I have heard people say it is not worth trying to mate two unmatched case halves together. You have it even worse since you are mating across model years with the wrong trap door.
First headache is the cylinder spigots, the big holes where the cylinders mount. The factory machined those with two specific case halves mated together. The top surface is dead flat for the cylinder flange, and the hole is perfect, with no little "steps" where the two halves meet. I am told a rock-star machinist can pull the studs and machine the deck with a file-- I am doubtful of that. Otherwise you jig the assembled cases in a Bridgeport or other knee mill and deck the cylinder mating surfaces with a flycutter. If the steps across the halves are small enough to let the cylinders in, well, you lucked out. Otherwise you have to true up those big holes so the cylinders slide in.
OK, now the cylinders fit, but you have to make sure the flywheel bearing are co-linear. They can't be off centerline, even a few thousandths will screw things up. So there is a line hone you can buy from Eastern or most mechanics use a Sunnen hone with the right tool.
You have even more problems without a "mated" trap door. If you have cone dowels you have to find a cone dowel trap door. Either than or get the cones out, locate the right half in a mill, slap on the left half after removing the cones, and then move around the trap door until it matches the mainshaft and counter-shaft holes in the right case-- exactly. Then you hard-clamp the trap door and machine new dowel pin holes and install the dowels.
Even that is not enough-- you need to assemble the empty cases and trap door and line-bore the mainshaft bearing. You can use the Eastern 200-dollar tool, or a Sunnen hone.
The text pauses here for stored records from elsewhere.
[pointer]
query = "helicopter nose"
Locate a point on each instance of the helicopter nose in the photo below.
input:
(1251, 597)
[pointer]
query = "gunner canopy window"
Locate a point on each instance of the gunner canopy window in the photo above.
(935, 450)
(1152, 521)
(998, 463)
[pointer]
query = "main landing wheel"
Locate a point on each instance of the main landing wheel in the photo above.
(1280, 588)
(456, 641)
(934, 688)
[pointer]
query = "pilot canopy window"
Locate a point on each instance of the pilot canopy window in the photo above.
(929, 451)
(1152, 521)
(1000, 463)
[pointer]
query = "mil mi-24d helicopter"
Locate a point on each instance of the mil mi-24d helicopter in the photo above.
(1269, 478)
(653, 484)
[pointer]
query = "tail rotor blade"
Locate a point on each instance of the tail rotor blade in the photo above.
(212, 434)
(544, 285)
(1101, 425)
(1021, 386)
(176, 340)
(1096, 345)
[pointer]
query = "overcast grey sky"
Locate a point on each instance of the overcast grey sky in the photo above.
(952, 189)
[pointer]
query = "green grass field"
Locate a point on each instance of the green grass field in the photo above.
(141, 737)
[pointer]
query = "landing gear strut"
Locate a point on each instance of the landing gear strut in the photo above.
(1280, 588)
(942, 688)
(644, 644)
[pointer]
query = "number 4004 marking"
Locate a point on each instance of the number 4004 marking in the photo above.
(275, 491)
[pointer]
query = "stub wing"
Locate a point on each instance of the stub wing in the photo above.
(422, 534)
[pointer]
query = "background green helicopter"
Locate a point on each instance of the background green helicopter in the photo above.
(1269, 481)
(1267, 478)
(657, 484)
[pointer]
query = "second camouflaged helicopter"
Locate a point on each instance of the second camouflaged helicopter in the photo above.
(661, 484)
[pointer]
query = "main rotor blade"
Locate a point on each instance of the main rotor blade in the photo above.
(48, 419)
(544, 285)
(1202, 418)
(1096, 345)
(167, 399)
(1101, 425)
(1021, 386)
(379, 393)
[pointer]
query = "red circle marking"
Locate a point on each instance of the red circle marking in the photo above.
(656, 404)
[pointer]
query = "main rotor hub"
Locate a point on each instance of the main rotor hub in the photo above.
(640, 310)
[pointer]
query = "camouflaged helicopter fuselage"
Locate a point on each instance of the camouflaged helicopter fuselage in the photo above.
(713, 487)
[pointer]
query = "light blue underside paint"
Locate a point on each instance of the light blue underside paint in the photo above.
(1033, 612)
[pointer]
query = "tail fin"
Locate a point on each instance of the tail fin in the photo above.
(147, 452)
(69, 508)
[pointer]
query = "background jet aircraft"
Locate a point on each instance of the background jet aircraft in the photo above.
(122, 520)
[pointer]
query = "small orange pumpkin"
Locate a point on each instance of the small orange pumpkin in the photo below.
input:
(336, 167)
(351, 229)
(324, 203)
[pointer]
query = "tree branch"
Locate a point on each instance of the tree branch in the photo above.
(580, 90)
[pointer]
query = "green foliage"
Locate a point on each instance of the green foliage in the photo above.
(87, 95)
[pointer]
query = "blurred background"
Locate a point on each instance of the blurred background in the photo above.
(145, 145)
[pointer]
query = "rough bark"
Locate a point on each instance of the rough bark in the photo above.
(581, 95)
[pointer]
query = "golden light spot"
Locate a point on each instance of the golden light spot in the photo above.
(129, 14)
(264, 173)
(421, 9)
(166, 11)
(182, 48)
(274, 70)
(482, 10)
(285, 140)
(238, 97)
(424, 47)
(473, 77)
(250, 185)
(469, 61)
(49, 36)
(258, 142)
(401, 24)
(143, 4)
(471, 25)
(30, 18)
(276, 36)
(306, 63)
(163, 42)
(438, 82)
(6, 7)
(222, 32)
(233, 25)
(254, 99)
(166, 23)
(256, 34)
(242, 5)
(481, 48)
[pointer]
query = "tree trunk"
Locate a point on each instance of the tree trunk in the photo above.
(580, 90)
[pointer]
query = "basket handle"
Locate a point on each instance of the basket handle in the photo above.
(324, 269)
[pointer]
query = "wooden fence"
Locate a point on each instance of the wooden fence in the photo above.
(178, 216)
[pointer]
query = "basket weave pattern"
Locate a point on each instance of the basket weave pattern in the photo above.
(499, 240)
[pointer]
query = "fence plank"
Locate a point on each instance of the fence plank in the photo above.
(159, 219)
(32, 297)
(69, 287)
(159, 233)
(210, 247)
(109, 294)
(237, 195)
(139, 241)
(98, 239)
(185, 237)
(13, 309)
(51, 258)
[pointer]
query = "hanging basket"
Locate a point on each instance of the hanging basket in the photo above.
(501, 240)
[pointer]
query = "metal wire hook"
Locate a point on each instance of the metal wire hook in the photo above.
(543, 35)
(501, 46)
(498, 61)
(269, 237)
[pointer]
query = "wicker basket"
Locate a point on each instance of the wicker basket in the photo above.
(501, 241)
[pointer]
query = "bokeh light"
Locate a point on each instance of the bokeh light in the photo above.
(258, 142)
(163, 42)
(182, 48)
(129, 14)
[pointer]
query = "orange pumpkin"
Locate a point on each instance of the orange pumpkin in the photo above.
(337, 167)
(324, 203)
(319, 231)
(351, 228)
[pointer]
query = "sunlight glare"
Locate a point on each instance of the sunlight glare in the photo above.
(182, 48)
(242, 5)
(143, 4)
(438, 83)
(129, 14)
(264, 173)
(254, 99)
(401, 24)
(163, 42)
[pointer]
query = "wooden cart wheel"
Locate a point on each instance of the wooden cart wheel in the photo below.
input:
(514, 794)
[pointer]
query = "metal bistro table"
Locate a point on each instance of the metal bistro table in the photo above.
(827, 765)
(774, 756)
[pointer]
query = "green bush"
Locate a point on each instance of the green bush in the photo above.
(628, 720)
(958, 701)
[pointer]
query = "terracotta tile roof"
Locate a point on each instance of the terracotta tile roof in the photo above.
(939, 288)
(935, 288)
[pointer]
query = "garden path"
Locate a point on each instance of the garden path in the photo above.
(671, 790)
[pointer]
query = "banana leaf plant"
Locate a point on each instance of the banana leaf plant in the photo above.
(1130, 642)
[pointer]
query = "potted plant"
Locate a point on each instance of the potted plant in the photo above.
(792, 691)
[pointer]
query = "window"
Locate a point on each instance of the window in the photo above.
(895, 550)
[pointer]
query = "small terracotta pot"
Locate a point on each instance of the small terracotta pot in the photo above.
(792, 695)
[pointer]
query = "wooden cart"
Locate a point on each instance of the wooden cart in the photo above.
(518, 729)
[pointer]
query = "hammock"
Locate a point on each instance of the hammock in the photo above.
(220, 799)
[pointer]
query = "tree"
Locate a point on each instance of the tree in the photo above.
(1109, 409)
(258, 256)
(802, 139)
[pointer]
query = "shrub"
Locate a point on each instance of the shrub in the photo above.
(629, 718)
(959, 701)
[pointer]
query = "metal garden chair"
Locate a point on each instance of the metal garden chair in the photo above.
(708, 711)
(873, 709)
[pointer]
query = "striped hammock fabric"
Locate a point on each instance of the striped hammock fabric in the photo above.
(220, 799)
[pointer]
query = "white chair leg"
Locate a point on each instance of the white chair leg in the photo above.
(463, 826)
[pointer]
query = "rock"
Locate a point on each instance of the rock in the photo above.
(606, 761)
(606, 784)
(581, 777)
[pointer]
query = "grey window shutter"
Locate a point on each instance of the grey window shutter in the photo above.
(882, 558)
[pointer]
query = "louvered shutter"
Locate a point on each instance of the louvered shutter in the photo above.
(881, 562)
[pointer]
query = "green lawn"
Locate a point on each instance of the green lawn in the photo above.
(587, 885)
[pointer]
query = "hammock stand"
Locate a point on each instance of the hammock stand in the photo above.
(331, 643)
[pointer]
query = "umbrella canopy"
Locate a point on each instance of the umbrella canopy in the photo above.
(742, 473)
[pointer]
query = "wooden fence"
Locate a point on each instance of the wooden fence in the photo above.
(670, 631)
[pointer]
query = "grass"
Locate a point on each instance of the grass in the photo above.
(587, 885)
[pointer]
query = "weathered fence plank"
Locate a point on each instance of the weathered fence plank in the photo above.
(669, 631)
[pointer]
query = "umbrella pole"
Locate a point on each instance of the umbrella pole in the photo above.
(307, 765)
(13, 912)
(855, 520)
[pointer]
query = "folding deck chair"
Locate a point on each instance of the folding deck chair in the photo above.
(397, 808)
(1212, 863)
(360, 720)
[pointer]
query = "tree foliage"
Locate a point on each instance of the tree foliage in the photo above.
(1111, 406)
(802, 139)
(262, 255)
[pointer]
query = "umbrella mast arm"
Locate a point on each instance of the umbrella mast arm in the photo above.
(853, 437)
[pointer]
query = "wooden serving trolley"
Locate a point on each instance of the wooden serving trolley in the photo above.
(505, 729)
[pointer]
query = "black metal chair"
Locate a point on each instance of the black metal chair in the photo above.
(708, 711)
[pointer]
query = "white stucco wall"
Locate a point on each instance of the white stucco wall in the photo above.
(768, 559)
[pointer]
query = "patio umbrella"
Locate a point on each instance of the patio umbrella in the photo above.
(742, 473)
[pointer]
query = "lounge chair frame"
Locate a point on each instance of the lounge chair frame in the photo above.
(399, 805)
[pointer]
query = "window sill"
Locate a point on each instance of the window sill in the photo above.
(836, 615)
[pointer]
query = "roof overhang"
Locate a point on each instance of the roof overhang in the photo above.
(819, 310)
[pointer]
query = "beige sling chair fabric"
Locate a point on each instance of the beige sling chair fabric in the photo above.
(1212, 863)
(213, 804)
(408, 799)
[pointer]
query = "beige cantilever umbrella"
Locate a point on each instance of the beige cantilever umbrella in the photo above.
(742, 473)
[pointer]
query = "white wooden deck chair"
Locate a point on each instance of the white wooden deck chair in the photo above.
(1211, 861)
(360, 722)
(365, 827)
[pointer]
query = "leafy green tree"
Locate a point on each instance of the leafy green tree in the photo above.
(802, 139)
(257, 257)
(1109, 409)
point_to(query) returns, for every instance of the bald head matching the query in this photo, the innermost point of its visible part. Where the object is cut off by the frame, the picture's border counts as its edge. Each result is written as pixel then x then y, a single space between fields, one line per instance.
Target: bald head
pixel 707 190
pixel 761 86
I showed using the tool
in this article. There is a table on the last page showing the tools, including the one to hone the crankcases. Sorry, I don't lend tools or work on other people's bikes, but there are plenty of good machinists out there. You need a machinist, or a very very good mechanic.
If your left case has trap door cone dowels, I would beg one of these fine gentleman for a cone-style trap door-- then do the line-hone and you might be OK.